Die Bewegung im Untergrund könnte sich auf die ganze Zeile der mittelalterlich zusammengebauten Häuser auswirken. Die Behörden wollen nun klären, ob der Balkonabbruch die Folge von steter Unterspülung sein könnte – und wer für die Kosten von gross angelegten Sicherungsmassnahmen aufkommen müsste. An der anberaumten Krisensitzung nehmen der Kraftwerksbetreiber Energiedienst Holding, die Denkmalpflege und die Gebäudeversicherung teil.

Betroffene Häuserzeile in Laufenburg.

Betroffene Häuserzeile in Laufenburg.

Der Auslöser dafür liegt einige Monate zurück. Mitte 2013 erlebte der bekannte Laufenburger Schriftsteller Christian Haller in einem Schreckensmoment, dass das Wohnen in einem historischen Altstadthaus auch seine Schattenseiten hat. Hallers direkt über dem Rhein gelegene Terrasse brach vom Haus ab, rutsche ins Wasser und versank. Der Schriftsteller weilt zurzeit im Ausland, ist telefonisch nicht erreichbar. Er hat den Vorfall aber gegenüber der Aargauer Zeitung per Mail bestätigt.

Christian Haller informierte die Stadtbehörde umgehend. Wie der stellvertretende Stadtschreiber Marco Waser erklärt, hat nach der Benachrichtigung Hallers die Fachkommission für Stadtgestaltung einen Augenschein vorgenommen. Anschliessend bewilligten Stadt und Kanton in einem Eilverfahren Sofortmassnahmen: Die Abbruchstelle wurde mit Spritzbeton gesichert.

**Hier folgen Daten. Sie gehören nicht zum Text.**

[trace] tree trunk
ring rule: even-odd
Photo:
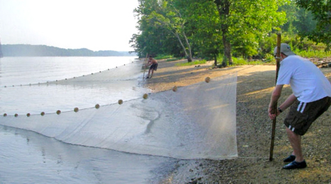
[[[192,57],[187,54],[187,51],[186,51],[186,49],[185,49],[184,44],[183,44],[182,40],[180,40],[180,37],[179,37],[178,33],[177,32],[176,32],[176,33],[174,33],[174,34],[175,34],[176,37],[177,37],[177,38],[178,39],[179,42],[180,43],[180,45],[183,47],[183,50],[184,50],[184,53],[185,53],[186,58],[187,58],[187,62],[192,62]]]
[[[229,65],[232,65],[232,57],[231,57],[231,45],[230,42],[227,39],[226,35],[225,33],[223,33],[223,45],[224,46],[224,58],[223,58],[222,65],[223,67],[227,66]]]
[[[226,24],[227,17],[230,13],[231,3],[229,0],[214,0],[214,3],[217,8],[220,18],[223,22],[222,24],[222,34],[223,46],[224,47],[224,58],[222,65],[226,67],[228,61],[229,65],[232,65],[231,47],[230,41],[228,39],[229,25]]]
[[[187,37],[186,37],[185,33],[183,33],[183,35],[184,35],[184,38],[185,39],[186,44],[187,44],[187,47],[188,47],[189,55],[187,56],[187,62],[190,62],[192,61],[191,46],[190,45],[190,43],[188,42]]]

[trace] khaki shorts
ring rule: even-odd
[[[296,100],[291,106],[284,124],[296,134],[303,135],[311,124],[331,105],[331,97],[326,97],[321,99],[305,103]]]

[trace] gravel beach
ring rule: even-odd
[[[189,85],[238,72],[236,129],[238,157],[231,160],[181,160],[162,183],[331,183],[331,109],[325,112],[302,137],[302,151],[308,167],[284,170],[282,160],[291,153],[284,118],[277,119],[273,160],[269,161],[272,121],[268,106],[275,83],[275,65],[243,65],[213,68],[213,61],[178,67],[176,61],[159,60],[157,71],[146,85],[153,92]],[[331,68],[321,69],[331,81]],[[147,69],[146,71],[148,72]],[[286,86],[279,101],[291,94]]]

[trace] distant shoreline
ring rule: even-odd
[[[137,56],[137,53],[130,51],[98,51],[88,49],[62,49],[47,45],[3,44],[3,57],[107,57],[107,56]]]

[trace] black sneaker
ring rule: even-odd
[[[307,167],[306,161],[303,160],[301,162],[298,162],[293,161],[292,162],[283,166],[284,169],[302,169]]]
[[[295,160],[295,156],[291,155],[288,158],[284,159],[284,162],[293,162]]]

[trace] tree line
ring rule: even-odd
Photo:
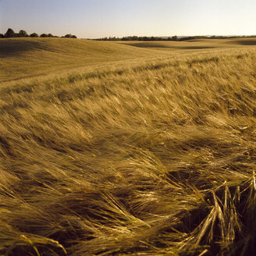
[[[193,39],[228,39],[228,38],[241,38],[241,37],[255,37],[256,36],[194,36],[194,37],[180,37],[173,36],[173,37],[102,37],[97,38],[94,40],[97,41],[182,41]]]
[[[37,33],[32,33],[30,35],[25,30],[20,30],[19,33],[15,33],[12,29],[9,28],[6,33],[0,34],[0,38],[10,38],[10,37],[59,37],[57,36],[54,36],[52,34],[41,34],[38,35]],[[66,37],[66,38],[76,38],[74,34],[67,34],[63,37]]]

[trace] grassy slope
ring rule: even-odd
[[[0,254],[254,253],[256,51],[196,53],[2,83]]]
[[[154,51],[82,39],[2,39],[0,82],[62,73],[81,67],[105,67],[109,62],[112,65],[153,55]]]

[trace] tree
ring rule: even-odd
[[[18,37],[27,37],[28,34],[25,30],[20,30],[19,34],[17,34]]]
[[[32,33],[30,35],[30,37],[38,37],[38,34],[37,33]]]
[[[15,37],[14,31],[11,28],[9,28],[7,30],[6,33],[5,34],[5,37],[6,37],[6,38],[8,38],[8,37]]]
[[[172,41],[178,41],[178,37],[177,37],[177,36],[173,36],[173,37],[172,37]]]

Rheinpegel stieg nach Kraftwerkbau

Was tut sich im Laufenburger Felsengestein? Besteht die Gefahr, dass noch mehr passiert, und wer muss für mögliche Kosten aufkommen? Fragen, auf die nicht nur Schriftsteller Christian Haller, sondern auch der Laufenburger Stadtrat Antworten will. Und weil die Behörden der Meinung sind, dass das, was sich da im Untergrund von Laufenburg eventuell bewegt und unter Umständen eine grosse Kostenfolge mit sich führt, nicht einfach Sache der Stadt sein kann, sollen mehrere Leute von verschiedener Seite her an einen runden Tisch gebracht werden.

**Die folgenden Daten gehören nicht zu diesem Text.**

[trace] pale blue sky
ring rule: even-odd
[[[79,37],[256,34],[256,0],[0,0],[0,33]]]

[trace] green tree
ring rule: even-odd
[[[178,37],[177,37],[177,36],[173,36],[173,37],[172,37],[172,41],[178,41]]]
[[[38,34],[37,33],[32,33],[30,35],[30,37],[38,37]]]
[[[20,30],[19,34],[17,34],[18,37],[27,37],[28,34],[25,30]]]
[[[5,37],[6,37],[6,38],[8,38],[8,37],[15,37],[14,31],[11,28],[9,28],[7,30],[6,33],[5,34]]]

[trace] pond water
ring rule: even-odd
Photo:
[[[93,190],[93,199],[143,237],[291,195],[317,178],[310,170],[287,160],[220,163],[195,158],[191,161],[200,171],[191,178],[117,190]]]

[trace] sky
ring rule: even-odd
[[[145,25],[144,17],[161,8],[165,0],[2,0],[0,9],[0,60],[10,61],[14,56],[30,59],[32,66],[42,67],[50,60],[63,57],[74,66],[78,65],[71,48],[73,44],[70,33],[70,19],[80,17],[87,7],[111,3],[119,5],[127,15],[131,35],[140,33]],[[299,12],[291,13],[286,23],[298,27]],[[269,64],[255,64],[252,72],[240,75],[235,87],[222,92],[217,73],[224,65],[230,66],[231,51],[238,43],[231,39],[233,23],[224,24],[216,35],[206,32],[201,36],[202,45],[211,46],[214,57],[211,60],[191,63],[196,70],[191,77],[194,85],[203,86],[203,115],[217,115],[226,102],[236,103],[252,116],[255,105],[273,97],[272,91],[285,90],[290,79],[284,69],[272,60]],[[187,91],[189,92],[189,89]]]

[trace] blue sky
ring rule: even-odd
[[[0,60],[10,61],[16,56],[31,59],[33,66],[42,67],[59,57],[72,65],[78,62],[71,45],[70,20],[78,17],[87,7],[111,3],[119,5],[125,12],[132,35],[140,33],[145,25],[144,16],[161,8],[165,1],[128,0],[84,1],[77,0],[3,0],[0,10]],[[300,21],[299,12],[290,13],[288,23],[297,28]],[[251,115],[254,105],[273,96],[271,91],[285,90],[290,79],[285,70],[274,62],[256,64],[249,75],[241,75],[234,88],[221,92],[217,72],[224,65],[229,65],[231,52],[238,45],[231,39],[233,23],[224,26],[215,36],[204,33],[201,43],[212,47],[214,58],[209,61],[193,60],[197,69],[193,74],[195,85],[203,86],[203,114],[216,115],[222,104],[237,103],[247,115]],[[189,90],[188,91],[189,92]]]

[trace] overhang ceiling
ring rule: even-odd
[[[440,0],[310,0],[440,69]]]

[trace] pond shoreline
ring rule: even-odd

«Ein solcher ist mit der Energiedienst Holding AG, der Abteilung Landschaft und Gewässer, der Denkmalpflege, der Aargauischen Gebäudeversicherung, der Bauverwaltung sowie des Stadtrates geplant», nennt Marco Waser die Teilnehmer.

Dass auch die Betreiber des Laufenburger Kraftwerkes, die Energiedienst Holding AG, eingeladen ist, hat seinen guten Grund. Vor etwas mehr als 100 Jahren wurde für den Kraftwerkbau an einer der engsten Stellen im Rhein der Felsen – der Laufen – gesprengt. Dadurch und durch das Kraftwerkstauwehr stieg der Pegel des Rheins. Stand Christian Hallers Haus vor der Felsensprengung zirka 14 Meter über der Wasseroberfläche, so reduzierte sich dieser Abstand mit der Aufschüttung um rund 10 Meter.

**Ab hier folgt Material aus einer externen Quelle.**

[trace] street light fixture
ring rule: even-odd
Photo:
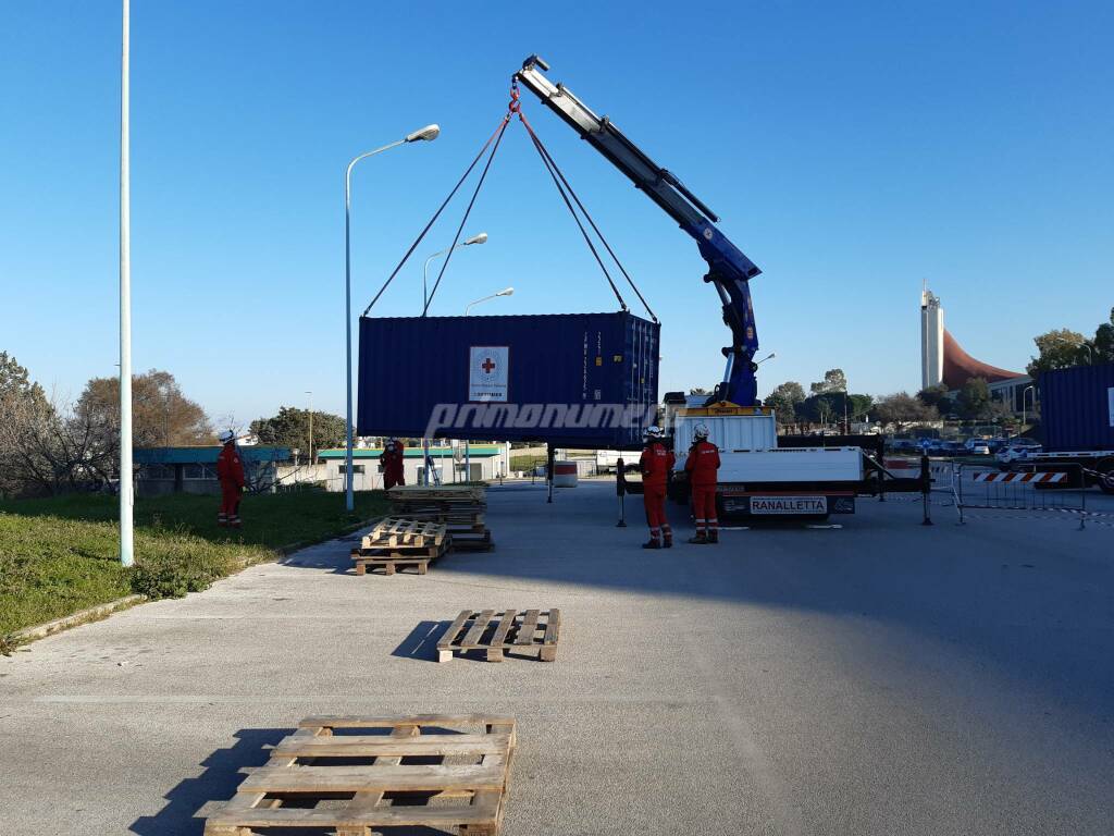
[[[344,448],[344,507],[350,512],[355,508],[355,496],[352,490],[352,168],[361,159],[381,154],[398,145],[416,142],[432,142],[437,139],[441,128],[427,125],[423,128],[407,134],[402,139],[384,145],[381,148],[365,152],[352,157],[344,169],[344,364],[348,370],[345,385],[348,389],[348,412],[344,421],[346,444]]]
[[[429,308],[429,291],[426,290],[427,286],[429,286],[429,263],[431,261],[433,261],[433,259],[436,259],[438,255],[444,255],[447,252],[451,252],[452,250],[459,250],[461,246],[471,246],[472,244],[486,244],[486,243],[487,243],[487,233],[486,232],[481,232],[478,235],[472,235],[467,241],[461,241],[456,246],[448,246],[444,250],[438,250],[436,253],[433,253],[428,259],[426,259],[426,264],[421,269],[421,310],[422,310],[422,314],[421,315],[422,317],[426,315],[426,309]]]
[[[471,310],[471,307],[473,304],[479,304],[480,302],[486,302],[489,299],[498,299],[499,297],[510,297],[510,295],[514,295],[514,293],[515,293],[515,289],[514,288],[504,288],[498,293],[492,293],[490,297],[483,297],[482,299],[477,299],[475,302],[469,302],[467,305],[465,305],[465,315],[466,317],[468,315],[468,311]]]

Wie Patrick Rötheli von der Abteilung Landschaft und Gewässer im kantonalen Baudepartement erklärt, gab es bei der Erteilung der ersten Konzession 1905 Auflagen für möglicherweise durch die Sprengung auftretende Schäden. Mit der Erneuerung der Konzession in den 80er-Jahren wurde dieser Passus entfernt. Am nun geplanten runden Tisch wird auch das Bestandteil der Gespräche sein.

Hauseigentümer müssen abwarten

Und die Grundeigentümer? Neben Christian Haller möchten natürlich auch die Besitzer der angebauten Liegenschaften mehr über die Beschaffenheit und mögliche lauernde Gefahren ihres Baugrundes erfahren. Die Eigentümer seien über das weitere Vorgehen beziehungsweise die geplante Startsitzung informiert worden, so Marco Waser und er weist darauf hin, dass die tangierten Grundeigentümer zu einem späteren Zeitpunkt ebenfalls zu einer Besprechung eingeladen werden. «Die Ausführungsmassnahmen wie zum Beispiel Tauchgänge sind noch nicht bekannt und können erst nach der Eruierung des Zustandes erfolgen», so Marco Waser.